Охотники спускаются с холмов.

 

6

Снег быстро заметёт следы шагов,

и надо проследить, чтоб не отстали

ни юный Питер, ни хвостатый Плут,

за партией плетущийся устало.

Охотники спускаются с холмов.

 

* * *

 

В сухой горсти

Сжимая время,

Уходят старики.

 

Моё же время –

Не вмещается в ладони.

(Так мнится мне).

 

Оно кругом

Шумит и плещет

Подобно морю –

 

Ещё успеешь…

Ещё успеешь…

 

 

* * *

 

Видений дымчатая взвесь

осядет в сумрак осторожно –

из сна выныривать –

тревожно

Припоминаю снова –

здесь.

И значит – бегство

невозможно.

 

* * *

 

Единственного ищет сочетанья

Природы ряд таинственных примет.

Мне явлен облик неслучайных черт –

Мир повторяет ваши очертанья.

 

Но только безнадежны все старанья

Изобразить достойный вас портрет –

Отсутствует в палитре этот цвет

И красочные тусклы описанья.

 

Так в зеркале мерцает отраженье –

Двух ликов мимолетно совпаденье,

И с духом плоть не может совладать.

 

Но образ заколдованный трепещет,

И слов созвучья полны смыслом вещим,

Что нам дано ещё предугадать.

 


Поэтическая викторина

* * *

 

Г. Яропольскому

 

Задумчиво холмы лежат окрест.

Не каждый холм – Голгофа,

Спасителен – не каждый крест.

Припоминается: вначале было Слово…

Сомненье: вправду ли воскрес?..

 

* * *

 

Как жизнь пронзительна порой…

          Пронзит – до боли.

И поле, что перед тобой –

          Пройти – нет воли.

 

Но как же те, что до тебя? –

          Один, но – воин?

Достоин предков будь своих.

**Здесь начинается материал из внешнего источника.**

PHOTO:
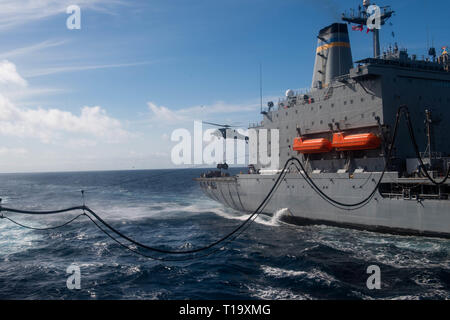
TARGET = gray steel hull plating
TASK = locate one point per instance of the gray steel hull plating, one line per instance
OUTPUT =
(395, 214)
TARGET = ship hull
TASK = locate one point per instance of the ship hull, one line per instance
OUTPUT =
(390, 214)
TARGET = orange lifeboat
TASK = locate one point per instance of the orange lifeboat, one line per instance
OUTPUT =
(363, 141)
(312, 145)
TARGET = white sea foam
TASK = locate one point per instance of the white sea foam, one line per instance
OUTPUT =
(314, 274)
(271, 293)
(272, 221)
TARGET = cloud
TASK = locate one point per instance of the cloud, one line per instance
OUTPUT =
(30, 49)
(55, 70)
(13, 151)
(164, 115)
(14, 12)
(48, 124)
(9, 75)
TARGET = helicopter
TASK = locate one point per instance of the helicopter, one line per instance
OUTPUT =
(225, 131)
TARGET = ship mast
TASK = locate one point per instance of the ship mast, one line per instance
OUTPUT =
(361, 17)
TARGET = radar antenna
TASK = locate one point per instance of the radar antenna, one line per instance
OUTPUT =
(360, 18)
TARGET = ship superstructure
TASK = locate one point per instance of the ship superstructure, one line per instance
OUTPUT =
(341, 131)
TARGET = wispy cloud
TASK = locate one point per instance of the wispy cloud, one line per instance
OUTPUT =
(164, 115)
(64, 69)
(14, 12)
(49, 125)
(30, 49)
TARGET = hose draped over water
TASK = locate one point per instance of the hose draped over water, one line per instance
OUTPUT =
(109, 230)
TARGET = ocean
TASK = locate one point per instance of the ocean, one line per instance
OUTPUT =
(166, 209)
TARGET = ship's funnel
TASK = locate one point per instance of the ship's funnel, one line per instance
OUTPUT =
(333, 55)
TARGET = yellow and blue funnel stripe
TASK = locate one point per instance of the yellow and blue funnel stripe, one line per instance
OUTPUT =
(334, 42)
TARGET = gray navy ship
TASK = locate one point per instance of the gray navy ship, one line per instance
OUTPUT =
(370, 140)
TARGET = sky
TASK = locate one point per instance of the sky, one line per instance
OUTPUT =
(109, 95)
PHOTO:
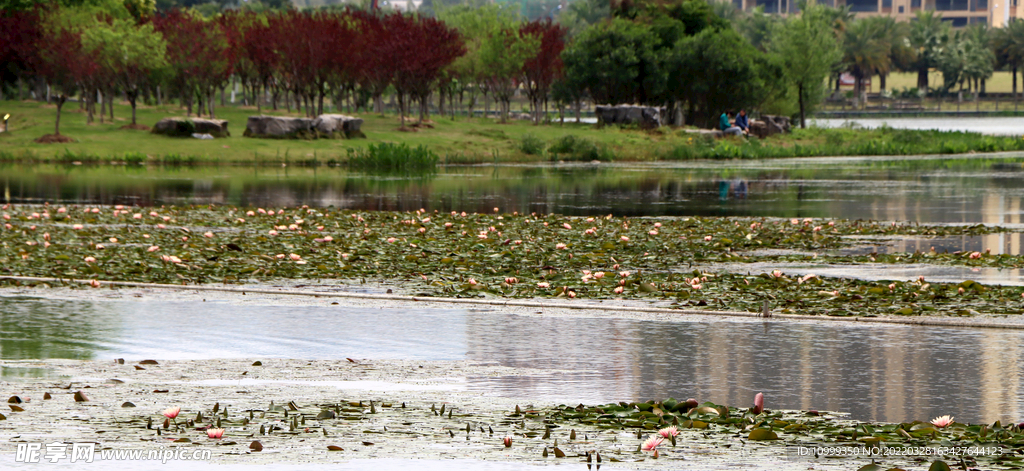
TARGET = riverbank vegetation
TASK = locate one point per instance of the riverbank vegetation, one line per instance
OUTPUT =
(462, 140)
(692, 57)
(198, 404)
(683, 261)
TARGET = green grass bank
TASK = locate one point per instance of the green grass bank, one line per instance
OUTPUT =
(453, 141)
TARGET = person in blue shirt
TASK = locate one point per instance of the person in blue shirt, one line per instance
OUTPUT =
(742, 122)
(723, 124)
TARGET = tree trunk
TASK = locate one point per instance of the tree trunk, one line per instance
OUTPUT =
(132, 97)
(800, 97)
(56, 127)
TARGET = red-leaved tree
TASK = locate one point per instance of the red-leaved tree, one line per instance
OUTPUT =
(540, 72)
(422, 47)
(201, 57)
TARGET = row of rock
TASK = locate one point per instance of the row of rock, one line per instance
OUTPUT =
(324, 126)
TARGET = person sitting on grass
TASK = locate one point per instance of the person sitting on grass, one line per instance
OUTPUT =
(743, 122)
(723, 124)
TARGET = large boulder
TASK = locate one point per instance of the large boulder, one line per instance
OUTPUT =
(338, 126)
(279, 127)
(770, 125)
(303, 128)
(649, 117)
(185, 127)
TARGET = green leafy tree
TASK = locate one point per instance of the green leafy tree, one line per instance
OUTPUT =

Себя

          Достоин.

 

* * *

 

Когда бы истинная вера

Собой овеяла сердца, –

Какая требуется жертва

В залог бессмертия творца?

 

Неужто Бога возвышают

И унижения, и смерть?

Неужто Он страданий алчет,

А верить – значит – умереть?

 

Но что же Бог без Человека?

Он безымянен и безлик.

Он прозябает век за веком

Среди безмолвья – безъязык.

 

И лишь с тобой Он внемлет миру,

И лишь с тобой Он явлен здесь.

Бог Человека принял веру –

Он был распят. И Он – воскрес.

 

* * *

 

Когда бы предок давний

                    знал слова любви!..

История была бы благосклонней…

Он песни пел войны

                    и плач слагал

во славу павшей доблести.

И признавался он в любви своей

                    лишь к Родине,

тая сокровища другой любви

                    в таких глубинах

                              сердца и души!.. –

В пучине…

 

Меты

 

1. 

 

Мы шли в Шыкы.

          Я поднимался – в храм.

Средь жертвенных руин –

          алтарь поэта.

Хоть не горит огонь –

          но плещет море света,

И тяжесть камня

          тянется к словам.

 

2.

 

Памяти А. М. Теппеева

 

Пред смертью все равны.

                    Но за порог

ступает каждый со своею ношей.

И невозможно подвести итог

трудам и дням,

                    страданиям минувшим.

Недужит время.

                    Отняты навек

Принадлежавшие тебе – земля и небо,

                    вода, огонь и Человек,

в ком жив твой голос

и память о тебе…

 

3. 

 

Была земля, как лист бумаги,– белым-бела…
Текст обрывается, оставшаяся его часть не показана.